There is also df_contact$Confirmed_Hired_Date__c
However, I think I read somewhere in the HH documentation that "hired" information should be taken from the "hiring" table

@leaflettuce

This comment has been minimized.

Copy link
Owner Author

commented Mar 16, 2019

Good point! Looks like there is a 'hire date' in hiring table which connects to contact via hire$client_name = contact$id

@ChRizzo1

This comment has been minimized.

Copy link
Collaborator

commented Mar 16, 2019

Hello,

There is a time to hire in df_feedback, although not sure if we have a join to other tables.

@mitchb63

This comment has been minimized.

Copy link
Collaborator

commented Mar 16, 2019

We sort of need to define where that time "starts" though too. Our group needs to work with "time in program" which includes "time to hire" as well as the time from "program start" to the time clients leave without being hired. Unless of course there's a "time in program" variable in the data. I haven't seen one though.

@mitchb63

This comment has been minimized.

Copy link
Collaborator

commented Mar 16, 2019

I guess by "We" I mean "our team." ;)
You guys don't necessarily have to do that!

@ChRizzo1

This comment has been minimized.

Copy link
Collaborator

commented Mar 16, 2019

I did not find time in the program but you have the var: Months_Unemployed__c in SalesForce hire info data set. Maybe useful if you can find when the client joined ...

"

@leaflettuce

This comment has been minimized.

Copy link
Owner Author

commented Mar 16, 2019

^^ Months unemployed could be the answer we're looking for.

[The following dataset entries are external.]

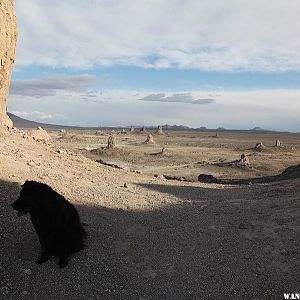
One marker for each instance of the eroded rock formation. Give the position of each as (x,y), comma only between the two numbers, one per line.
(8,39)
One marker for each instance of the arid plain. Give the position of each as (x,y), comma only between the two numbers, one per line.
(150,237)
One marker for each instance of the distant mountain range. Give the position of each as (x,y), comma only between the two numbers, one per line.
(23,123)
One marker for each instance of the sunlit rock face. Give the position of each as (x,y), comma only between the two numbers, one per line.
(8,39)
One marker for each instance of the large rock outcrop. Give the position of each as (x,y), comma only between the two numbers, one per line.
(8,39)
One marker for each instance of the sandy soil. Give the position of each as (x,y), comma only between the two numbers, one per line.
(154,238)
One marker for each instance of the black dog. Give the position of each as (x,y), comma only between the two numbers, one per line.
(55,220)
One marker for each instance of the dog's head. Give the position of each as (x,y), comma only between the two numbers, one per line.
(25,202)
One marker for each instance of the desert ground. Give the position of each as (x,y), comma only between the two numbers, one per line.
(150,237)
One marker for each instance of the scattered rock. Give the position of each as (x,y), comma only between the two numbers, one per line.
(149,139)
(60,151)
(111,142)
(159,130)
(178,178)
(39,134)
(27,272)
(259,146)
(205,178)
(99,132)
(244,161)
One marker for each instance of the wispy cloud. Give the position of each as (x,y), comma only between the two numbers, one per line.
(180,98)
(37,115)
(208,35)
(49,85)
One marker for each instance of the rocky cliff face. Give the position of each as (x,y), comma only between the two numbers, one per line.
(8,38)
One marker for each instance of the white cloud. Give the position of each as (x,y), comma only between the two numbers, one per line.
(180,98)
(219,35)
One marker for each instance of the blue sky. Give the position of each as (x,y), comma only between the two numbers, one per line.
(199,63)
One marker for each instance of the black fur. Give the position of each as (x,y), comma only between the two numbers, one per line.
(55,220)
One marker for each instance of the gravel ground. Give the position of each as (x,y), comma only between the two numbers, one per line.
(153,239)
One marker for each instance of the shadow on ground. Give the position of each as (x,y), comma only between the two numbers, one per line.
(200,248)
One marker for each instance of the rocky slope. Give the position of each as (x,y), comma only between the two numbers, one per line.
(8,39)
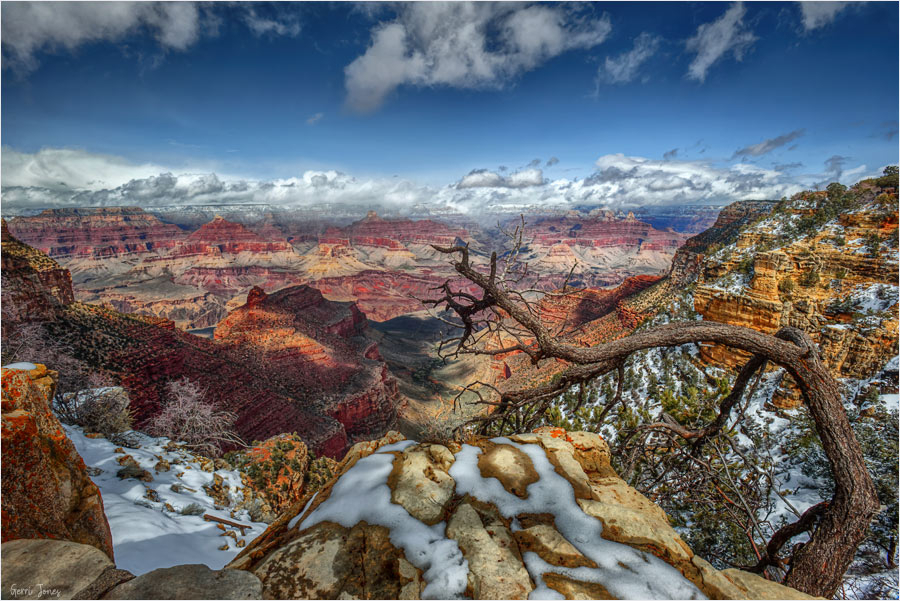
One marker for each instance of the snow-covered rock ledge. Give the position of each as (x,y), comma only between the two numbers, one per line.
(539,516)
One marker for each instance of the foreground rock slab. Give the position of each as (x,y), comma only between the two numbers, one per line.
(539,514)
(52,569)
(193,581)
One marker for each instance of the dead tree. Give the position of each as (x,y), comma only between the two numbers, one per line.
(505,313)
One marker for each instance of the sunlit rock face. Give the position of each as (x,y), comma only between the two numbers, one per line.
(34,286)
(110,232)
(539,514)
(46,489)
(318,349)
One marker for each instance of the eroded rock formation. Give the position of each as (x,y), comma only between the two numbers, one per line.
(46,489)
(538,513)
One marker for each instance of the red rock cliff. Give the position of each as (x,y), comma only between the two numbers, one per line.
(46,489)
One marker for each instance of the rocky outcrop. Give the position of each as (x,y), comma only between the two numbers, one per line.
(535,514)
(384,295)
(275,471)
(221,236)
(146,353)
(393,233)
(602,230)
(34,286)
(688,259)
(46,489)
(49,569)
(106,232)
(192,581)
(56,569)
(319,350)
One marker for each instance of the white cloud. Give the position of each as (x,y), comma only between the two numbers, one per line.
(624,67)
(286,25)
(54,177)
(819,14)
(29,27)
(769,145)
(481,178)
(464,45)
(68,169)
(716,39)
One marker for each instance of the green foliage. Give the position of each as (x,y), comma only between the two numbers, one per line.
(786,285)
(890,178)
(746,265)
(192,509)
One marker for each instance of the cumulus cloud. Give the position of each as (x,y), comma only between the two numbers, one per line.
(464,45)
(637,180)
(819,14)
(714,40)
(60,178)
(834,166)
(283,24)
(66,169)
(482,178)
(767,146)
(624,67)
(30,27)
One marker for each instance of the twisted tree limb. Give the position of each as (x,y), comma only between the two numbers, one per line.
(817,567)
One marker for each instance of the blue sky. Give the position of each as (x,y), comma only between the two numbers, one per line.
(773,96)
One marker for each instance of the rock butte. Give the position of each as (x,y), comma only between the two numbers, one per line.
(146,353)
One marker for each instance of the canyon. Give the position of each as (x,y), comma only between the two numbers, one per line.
(340,399)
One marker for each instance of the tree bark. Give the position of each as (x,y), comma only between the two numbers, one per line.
(818,567)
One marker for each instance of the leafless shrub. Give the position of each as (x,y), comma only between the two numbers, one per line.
(187,417)
(192,509)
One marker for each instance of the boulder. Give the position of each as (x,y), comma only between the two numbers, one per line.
(540,513)
(47,492)
(193,581)
(44,568)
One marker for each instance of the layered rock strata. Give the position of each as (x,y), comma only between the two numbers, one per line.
(535,514)
(46,489)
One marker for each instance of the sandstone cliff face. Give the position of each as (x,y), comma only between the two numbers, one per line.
(384,295)
(145,353)
(688,259)
(375,231)
(540,514)
(319,350)
(98,232)
(830,282)
(34,286)
(46,489)
(602,231)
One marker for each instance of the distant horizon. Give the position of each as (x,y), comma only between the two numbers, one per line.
(475,108)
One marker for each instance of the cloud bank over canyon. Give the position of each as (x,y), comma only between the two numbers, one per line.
(76,178)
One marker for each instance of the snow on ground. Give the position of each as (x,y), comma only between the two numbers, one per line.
(145,535)
(362,493)
(624,571)
(875,298)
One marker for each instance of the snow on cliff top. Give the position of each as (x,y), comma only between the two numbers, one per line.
(147,536)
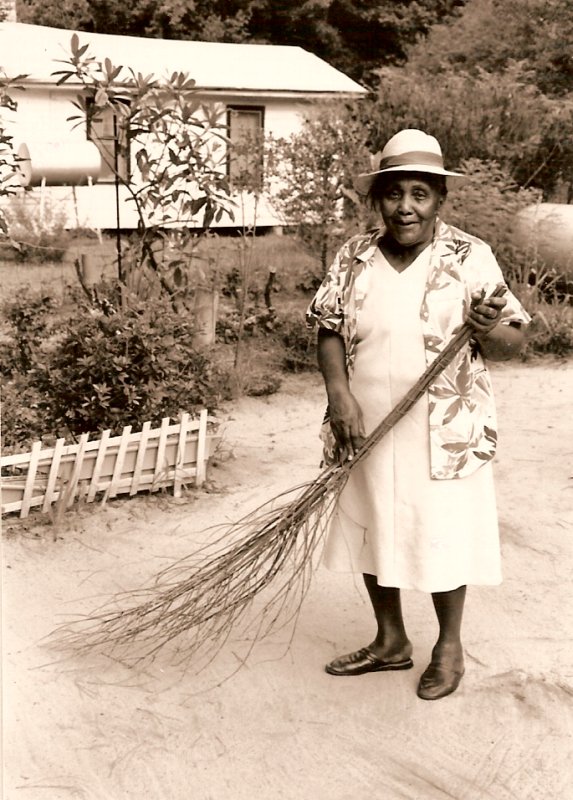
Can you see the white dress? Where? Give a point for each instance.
(392, 520)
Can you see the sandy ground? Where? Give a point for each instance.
(280, 727)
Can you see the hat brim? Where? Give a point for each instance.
(364, 181)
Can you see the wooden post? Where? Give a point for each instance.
(205, 316)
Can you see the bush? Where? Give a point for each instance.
(107, 370)
(37, 233)
(551, 330)
(298, 342)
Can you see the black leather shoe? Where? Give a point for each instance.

With green being the 'actively seeking employment' label for HH< could we also find the difference between 'contact$date_turned_green and hire$start_date? This could be one answer to your question of when to define a client program 'start'- although they could be working within the program while labelled red or purple as well? Not sure on the best route here, anyone have a preference?

And while yours directly requires this type of answer @mitchb63, our team could also use it to see if volunteers affect this time-period or if demo has any significant effect on it.

@mitchb63

This comment has been minimized.

Copy link
Collaborator

commented Mar 16, 2019

Maybe we can get an answer to how HH wants us to determine the "start date" during the webinar Tuesday.

@mitchb63

This comment has been minimized.

Copy link
Collaborator

commented Mar 17, 2019

I did some experimenting with this today. "Created_Date" works to a degree but it doesn't seem to be the answer in some cases. Some accounts were apparently created after the fact because I came up with negative "Time in Program" values at times. I also don't think Date turned Green will work for our group because we also need to calculate "Time to date turned Black" which happens before they turn Green.

@mitchb63

This comment has been minimized.

Copy link
Collaborator

commented Mar 17, 2019

I think I may have found something!
df_contact$Dat_Initial_Assessment_was_Completed__c

This is described as "Date of first conversation with Transition Specialist".

@leaflettuce

This comment has been minimized.

Copy link
Owner Author

commented Mar 18, 2019

@mitchb63 Great find! I'm not sure how I missed that when I was looking through the data dictionary. Can we use this and date_turned_blue/green/black to help answer those bus questions you think?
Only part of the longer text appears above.